What it means for you
Agency banks can no longer rely on the withdrawn circulars for recovering excess pension amounts from pensioners; they must coordinate with pension sanctioning bodies. For bank-caused errors, the requirement to refund the government in lump sum immediately remains unchanged, reinforcing banks' accountability for their mistakes.
What you must do
- Cease using the three withdrawn circulars for pension recovery processes immediately.
- Contact respective Pension Sanctioning Authorities for guidance on recovering excess pension from pensioners.
- Refund the government in lump sum for any excess pension paid due to bank errors, without waiting for recovery from pensioners.

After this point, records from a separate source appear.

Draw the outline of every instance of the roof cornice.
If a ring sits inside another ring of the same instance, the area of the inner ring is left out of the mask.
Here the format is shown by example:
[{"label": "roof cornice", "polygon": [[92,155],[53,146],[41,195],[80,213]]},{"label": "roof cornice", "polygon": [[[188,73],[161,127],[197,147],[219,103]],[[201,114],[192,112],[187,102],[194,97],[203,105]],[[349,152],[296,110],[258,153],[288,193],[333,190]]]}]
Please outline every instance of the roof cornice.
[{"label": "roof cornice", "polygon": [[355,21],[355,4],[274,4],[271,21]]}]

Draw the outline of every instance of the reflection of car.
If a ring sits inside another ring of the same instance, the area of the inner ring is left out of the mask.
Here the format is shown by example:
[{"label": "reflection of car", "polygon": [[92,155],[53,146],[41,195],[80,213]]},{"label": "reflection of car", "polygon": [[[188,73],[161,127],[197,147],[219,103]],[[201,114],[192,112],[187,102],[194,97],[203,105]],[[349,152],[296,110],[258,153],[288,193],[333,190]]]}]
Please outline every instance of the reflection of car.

- Review internal processes to ensure compliance with the June 1, 2009 and March 13, 2015 circulars for government refunds.
Who it affects
All agency banks handling government pension payments, Pension Sanctioning Authorities, Bank staff involved in pension disbursement and recovery
What should we do if we have already started recovery under the withdrawn circulars?
Stop any ongoing recovery actions based on those circulars immediately. Seek fresh guidance from the Pension Sanctioning Authority for the specific case.
Are we still required to refund the government for bank-caused excess payments?
Yes, the requirement to refund the government in lump sum immediately upon detection remains in force, as per the June 1, 2009 and March 13, 2015 circulars.